B2B'de Marka Değerinin Önemi
B2b'de marka değeri yaratmak, müşterilerin zihninde güçlü bir algı yaratıp, sistemli ve tutarlı biçimde bunu devam ettirmekten geçer. Bir markaya bir değer atfedebilmek için öncelikle markanın geçmişini bilmelisiniz. Markanın adının ve çağrışımlarının müşteri zihninde oluşturduğu değerleri bilmek, gelecek için temel bir öngörü yaratabilir. Logo, isim veya sloganın yanı sıra ürünün kalitesi, hizmetin güvenilirliliği ve maddi değeri gibi her şey insanların marka ile ilgili algılarını oluşturur. Ardından bir adım daha ileri gidip, marka değerine mali bir değerde eklenmelidir. En iyi reklam kampanyaları dahi, var olmayan bir şeyi sıfırdan yaratamaz. Eğer, bir şirket 'markalama' konusunu kavrayamamış, dış dünyaya uzak ise söz konusu şirketin derin etkiler bırakması neredeyse imkansızdır.
Müşteriler, şirketinizin sergilediği tutumu nasıl algılıyor? Temel sorulardan birisi de budur. Markalama, tutarlı ve açık olmalıdır. Kurum hedefi anlatılan bir dolu yazı çizi ve yanında tasarımcılara çizdirilen, bolca para akıtılan reklamlarla etkin bir marka yaratılamaz. Markalar hiçbir zaman durağan da olamazlar, daima gelişip, değişirler. Bu herşeyin olduğu gibi markaların da doğasında vardır. Elbette bu gelişim ve değişimi 'kendi haline' bırakmamalısınız.
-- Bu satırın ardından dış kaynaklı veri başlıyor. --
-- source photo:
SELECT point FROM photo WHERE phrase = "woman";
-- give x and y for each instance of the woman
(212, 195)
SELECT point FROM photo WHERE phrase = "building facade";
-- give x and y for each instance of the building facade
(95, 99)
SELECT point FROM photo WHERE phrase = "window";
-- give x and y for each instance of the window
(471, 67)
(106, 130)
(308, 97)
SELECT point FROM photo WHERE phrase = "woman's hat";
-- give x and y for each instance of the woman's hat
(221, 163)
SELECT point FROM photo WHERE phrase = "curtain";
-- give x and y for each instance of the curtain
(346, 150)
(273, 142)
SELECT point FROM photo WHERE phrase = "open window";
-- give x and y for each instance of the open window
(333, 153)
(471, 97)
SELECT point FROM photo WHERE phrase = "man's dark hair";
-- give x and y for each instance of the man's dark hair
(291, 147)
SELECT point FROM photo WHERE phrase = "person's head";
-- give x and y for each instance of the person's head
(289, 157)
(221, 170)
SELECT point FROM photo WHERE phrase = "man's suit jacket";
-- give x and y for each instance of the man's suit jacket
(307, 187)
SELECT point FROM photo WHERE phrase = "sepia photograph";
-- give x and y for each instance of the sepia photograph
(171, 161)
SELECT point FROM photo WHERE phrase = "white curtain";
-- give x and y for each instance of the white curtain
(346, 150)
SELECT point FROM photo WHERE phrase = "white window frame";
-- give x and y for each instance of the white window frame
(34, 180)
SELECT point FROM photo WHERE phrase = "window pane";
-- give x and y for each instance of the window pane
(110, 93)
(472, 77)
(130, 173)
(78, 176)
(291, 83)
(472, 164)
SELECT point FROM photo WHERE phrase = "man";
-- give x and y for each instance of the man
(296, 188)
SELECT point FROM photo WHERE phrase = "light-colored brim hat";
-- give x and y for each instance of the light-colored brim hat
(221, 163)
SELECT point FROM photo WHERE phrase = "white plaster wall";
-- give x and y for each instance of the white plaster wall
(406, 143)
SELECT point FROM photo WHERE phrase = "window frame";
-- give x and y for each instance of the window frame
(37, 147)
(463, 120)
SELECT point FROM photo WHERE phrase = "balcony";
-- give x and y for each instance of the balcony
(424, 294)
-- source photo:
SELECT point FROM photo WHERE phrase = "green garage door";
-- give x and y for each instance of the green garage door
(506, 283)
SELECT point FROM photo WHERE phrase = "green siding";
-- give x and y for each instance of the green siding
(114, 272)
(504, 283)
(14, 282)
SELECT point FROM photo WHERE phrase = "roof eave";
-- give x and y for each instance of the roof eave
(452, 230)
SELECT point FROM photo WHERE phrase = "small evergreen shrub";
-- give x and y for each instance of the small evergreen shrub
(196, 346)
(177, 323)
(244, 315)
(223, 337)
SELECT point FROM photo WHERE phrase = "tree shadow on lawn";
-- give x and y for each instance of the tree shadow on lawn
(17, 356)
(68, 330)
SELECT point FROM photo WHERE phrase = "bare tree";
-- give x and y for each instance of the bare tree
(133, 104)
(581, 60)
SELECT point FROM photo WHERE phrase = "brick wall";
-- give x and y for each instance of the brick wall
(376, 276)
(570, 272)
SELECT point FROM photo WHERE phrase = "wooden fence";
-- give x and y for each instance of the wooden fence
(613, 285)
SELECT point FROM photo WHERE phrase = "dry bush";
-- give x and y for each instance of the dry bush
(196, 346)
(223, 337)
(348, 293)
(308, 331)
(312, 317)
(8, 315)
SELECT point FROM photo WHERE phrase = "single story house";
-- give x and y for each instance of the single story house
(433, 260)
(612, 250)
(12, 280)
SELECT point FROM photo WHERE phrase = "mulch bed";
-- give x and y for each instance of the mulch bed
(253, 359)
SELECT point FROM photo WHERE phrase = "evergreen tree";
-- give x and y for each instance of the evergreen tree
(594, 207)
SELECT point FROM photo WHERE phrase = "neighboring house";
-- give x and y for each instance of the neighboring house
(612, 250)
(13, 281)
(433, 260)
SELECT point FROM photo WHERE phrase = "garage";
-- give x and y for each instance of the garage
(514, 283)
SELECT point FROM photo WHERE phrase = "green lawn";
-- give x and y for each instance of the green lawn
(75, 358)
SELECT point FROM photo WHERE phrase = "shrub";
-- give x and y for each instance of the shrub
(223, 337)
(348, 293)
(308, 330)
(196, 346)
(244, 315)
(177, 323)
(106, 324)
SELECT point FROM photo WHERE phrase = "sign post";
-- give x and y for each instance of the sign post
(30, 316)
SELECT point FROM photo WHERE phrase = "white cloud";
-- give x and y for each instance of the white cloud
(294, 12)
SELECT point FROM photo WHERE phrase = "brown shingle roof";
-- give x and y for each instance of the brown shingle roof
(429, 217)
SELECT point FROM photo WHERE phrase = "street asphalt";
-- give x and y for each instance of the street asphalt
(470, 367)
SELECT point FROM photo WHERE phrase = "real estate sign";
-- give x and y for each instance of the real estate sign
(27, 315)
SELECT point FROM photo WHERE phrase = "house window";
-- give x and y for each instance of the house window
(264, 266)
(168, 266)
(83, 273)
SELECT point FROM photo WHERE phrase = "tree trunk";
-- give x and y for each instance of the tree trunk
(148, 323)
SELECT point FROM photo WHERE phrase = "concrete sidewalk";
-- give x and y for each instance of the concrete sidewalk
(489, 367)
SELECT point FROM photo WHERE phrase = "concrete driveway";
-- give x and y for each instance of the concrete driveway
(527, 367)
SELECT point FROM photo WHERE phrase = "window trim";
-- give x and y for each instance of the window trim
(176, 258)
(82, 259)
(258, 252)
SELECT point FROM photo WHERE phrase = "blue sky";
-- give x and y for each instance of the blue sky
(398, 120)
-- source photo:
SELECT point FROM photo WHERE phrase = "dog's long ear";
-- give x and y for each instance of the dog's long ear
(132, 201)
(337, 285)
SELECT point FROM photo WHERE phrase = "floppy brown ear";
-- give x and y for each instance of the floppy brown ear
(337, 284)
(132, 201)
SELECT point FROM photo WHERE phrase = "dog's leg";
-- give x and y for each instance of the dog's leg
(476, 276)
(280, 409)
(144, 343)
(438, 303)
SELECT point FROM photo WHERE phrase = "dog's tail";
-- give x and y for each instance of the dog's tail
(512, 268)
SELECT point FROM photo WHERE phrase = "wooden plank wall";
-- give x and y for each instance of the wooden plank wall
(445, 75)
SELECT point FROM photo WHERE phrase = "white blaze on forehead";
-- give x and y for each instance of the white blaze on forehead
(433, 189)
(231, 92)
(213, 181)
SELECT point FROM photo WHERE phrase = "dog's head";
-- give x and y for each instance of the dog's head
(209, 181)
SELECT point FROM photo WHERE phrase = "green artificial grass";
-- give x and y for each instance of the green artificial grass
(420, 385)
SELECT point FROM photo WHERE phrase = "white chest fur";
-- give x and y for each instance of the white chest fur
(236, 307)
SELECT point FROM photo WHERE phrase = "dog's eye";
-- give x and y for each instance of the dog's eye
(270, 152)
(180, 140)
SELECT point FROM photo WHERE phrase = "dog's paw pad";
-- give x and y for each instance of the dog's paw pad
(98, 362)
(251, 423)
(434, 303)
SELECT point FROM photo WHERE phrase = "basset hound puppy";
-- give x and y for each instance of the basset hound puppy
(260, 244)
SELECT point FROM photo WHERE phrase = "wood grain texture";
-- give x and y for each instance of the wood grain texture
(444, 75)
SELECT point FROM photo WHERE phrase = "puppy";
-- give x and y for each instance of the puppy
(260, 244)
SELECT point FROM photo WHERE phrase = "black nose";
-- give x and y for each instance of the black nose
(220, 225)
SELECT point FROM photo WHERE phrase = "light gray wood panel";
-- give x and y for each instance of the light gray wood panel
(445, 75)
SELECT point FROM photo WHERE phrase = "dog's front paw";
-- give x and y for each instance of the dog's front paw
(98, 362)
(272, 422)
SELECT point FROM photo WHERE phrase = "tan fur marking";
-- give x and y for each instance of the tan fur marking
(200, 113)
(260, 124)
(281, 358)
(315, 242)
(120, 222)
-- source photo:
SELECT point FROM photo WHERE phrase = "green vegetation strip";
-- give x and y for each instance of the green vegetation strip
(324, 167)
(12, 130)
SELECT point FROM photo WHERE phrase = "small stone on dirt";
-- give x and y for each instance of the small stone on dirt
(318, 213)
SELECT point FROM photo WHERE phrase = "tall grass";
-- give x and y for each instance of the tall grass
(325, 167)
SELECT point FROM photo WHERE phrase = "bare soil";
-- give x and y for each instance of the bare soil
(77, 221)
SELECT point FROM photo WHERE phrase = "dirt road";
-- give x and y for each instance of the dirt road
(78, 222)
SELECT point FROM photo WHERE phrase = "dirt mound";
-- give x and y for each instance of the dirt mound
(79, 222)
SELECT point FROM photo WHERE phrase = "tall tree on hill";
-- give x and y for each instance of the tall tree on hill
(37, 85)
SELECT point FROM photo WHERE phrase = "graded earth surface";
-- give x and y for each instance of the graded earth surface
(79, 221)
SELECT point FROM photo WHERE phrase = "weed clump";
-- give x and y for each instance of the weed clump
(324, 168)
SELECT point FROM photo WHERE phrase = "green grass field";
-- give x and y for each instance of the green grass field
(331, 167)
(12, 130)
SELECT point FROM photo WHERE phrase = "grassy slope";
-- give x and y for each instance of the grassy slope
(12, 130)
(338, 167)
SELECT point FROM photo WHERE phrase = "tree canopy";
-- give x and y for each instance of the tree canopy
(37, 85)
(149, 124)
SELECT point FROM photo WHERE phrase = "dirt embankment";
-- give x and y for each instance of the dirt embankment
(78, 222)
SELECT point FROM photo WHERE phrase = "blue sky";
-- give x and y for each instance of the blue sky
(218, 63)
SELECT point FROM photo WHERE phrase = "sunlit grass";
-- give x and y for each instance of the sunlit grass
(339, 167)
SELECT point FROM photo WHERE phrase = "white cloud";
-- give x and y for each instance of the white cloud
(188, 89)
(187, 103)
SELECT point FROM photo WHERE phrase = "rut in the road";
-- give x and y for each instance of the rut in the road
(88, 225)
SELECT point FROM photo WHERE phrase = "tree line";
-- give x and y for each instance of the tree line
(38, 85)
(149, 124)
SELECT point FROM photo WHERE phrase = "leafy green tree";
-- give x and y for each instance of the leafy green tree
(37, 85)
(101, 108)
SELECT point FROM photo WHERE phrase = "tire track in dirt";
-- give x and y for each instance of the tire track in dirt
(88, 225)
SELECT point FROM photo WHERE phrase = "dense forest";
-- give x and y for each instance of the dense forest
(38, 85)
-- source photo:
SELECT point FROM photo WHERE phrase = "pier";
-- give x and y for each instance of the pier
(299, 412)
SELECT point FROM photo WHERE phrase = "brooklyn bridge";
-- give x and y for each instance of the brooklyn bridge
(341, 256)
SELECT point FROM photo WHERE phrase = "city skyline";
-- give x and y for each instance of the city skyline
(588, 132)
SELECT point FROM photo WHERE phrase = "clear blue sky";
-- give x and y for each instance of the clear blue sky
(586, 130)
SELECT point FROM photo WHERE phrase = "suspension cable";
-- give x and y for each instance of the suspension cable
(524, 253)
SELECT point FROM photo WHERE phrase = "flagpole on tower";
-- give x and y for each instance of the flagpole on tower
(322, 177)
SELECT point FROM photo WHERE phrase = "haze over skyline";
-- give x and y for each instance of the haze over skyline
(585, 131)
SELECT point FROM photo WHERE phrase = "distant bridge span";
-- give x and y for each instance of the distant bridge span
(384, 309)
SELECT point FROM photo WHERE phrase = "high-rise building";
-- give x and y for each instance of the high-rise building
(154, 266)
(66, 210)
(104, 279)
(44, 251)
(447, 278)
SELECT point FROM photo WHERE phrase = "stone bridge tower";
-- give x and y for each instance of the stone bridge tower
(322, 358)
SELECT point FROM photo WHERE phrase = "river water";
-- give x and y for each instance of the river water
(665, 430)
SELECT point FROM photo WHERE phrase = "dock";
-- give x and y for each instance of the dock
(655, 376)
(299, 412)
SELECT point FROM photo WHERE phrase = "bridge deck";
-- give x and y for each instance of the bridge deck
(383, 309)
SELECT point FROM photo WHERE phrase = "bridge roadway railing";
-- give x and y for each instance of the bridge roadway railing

Eğer sürece müdehale etmezseniz, uzun soluklu başarılar elde etmek neredeyse imkansızlaşır.
B2b'de marka değeri yaratmak için tüm marka portföyü incelenerek marka gücünün belirlenmesi gerekmektedir. Markanın anlamını daha da derinlemesine anlayabilmek için bir araştırmaya da girişmek gereklidir ki, bu sonradan gelecekte oluşturmak istediğiniz marka değerine giden stratejileri yaratmanızı kolaylaştıracak ip uçları verecektir. Genelde şirketler bu tip araştırmaları 'daha objektif' olduğu gerekçesiyle profesyonel araştırma şirketlerine yaptırırlar ki bu aslında doğru bir karar olabilir.
Starbucks, Cafe Crown veya Cafe Nero'yu ele alalım. Aslında temelde bu 3 marka da aynı işi yapmaktadır. Ancak yaratıkları değerler farklıdır. Bu değer, onlara 'rekabet avantajı' sunmaktadır. Ancak günümüzde sahip oldukları marka niteliklerini yaptıkları her şeye işleyen markaların sayısı bir elin parmaklarını geçemiyor. Bunu başarabilmek adına gereken stratejileri daha sonraki yazımda paylaşmaya devam edeceğim.